The decision comes as the city and police grapple with concerns about late-night safety in downtown Naperville.
"The safety of those persons who visit downtown Naperville is a top priority for the Naperville Police Department," police Chief Bob Marshall said in a statement. "Our objective is to ensure those who visit have a pleasurable and safe experience. Those who choose to be disruptive, violate our ordinances and liquor codes and ruin the experience for others will be held accountable."
Naperville Area Chamber of Commerce interim President and CEO Tami Andrew said the chamber and the Downtown Naperville Association support the suspension.
"The city is enforcing regulations that are already on the books and we support that," Andrew said. "These sanctions are a good starting point so now we have to let the process work.

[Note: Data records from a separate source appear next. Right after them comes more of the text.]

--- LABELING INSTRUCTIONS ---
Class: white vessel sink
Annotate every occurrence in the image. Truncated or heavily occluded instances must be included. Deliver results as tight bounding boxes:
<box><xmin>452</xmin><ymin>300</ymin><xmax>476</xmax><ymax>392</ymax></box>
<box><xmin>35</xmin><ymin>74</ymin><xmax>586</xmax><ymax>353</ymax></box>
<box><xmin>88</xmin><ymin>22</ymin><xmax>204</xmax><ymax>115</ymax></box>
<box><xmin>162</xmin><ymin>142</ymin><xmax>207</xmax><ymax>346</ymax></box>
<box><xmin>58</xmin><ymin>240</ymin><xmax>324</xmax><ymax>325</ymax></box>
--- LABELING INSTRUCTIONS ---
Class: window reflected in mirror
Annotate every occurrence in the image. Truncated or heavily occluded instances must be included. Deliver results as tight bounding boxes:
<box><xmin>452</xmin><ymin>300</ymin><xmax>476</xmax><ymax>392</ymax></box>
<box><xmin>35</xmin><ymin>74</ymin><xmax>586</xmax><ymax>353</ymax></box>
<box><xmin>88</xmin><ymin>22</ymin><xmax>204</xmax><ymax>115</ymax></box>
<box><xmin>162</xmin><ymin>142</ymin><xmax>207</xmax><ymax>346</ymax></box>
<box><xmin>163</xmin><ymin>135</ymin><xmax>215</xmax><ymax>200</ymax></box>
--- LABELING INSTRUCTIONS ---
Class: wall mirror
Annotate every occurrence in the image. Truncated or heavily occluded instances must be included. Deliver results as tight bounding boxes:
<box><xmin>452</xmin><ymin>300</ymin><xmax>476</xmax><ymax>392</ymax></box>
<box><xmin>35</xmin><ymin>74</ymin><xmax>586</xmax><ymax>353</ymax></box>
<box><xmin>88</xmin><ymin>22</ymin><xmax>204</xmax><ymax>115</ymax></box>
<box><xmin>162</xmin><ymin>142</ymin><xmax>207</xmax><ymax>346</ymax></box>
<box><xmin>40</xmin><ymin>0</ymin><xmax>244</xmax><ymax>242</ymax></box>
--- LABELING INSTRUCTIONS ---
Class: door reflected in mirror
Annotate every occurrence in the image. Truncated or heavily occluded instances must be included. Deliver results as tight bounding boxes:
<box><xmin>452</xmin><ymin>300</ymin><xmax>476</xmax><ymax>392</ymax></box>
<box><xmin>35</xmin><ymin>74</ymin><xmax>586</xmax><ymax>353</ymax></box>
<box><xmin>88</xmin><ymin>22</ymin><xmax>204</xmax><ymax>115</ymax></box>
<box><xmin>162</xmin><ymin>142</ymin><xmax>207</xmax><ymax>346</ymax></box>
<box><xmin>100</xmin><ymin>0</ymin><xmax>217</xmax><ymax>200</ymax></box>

If it doesn't, then maybe we look at a stronger solution."
Some city council members also weighed in Thursday, despite a memo Pradel sent Wednesday urging them not to comment on the outcome.
Councilman Grant Wehrli, who previously called for BlackFinn to lose its license during the entire week of Nov. 18, called the sanctions weak.
"You can chalk this up as an opportunity lost, by our liquor commissioner, to make a statement against a now two-time offender," Wehrli said. "I expected more."
Councilman Steve Chirico, however, called the sanctions a "reasonable resolution."
"It appears everyone is now working together and that's what everyone in the downtown wants," Chirico said. "BlackFinn admitting to the violations was important and sets the tone that they are taking responsibility and moving forward."
BlackFinn Operations Manager Lenny Skorcz did not respond to requests for comment after the sanctions were announced.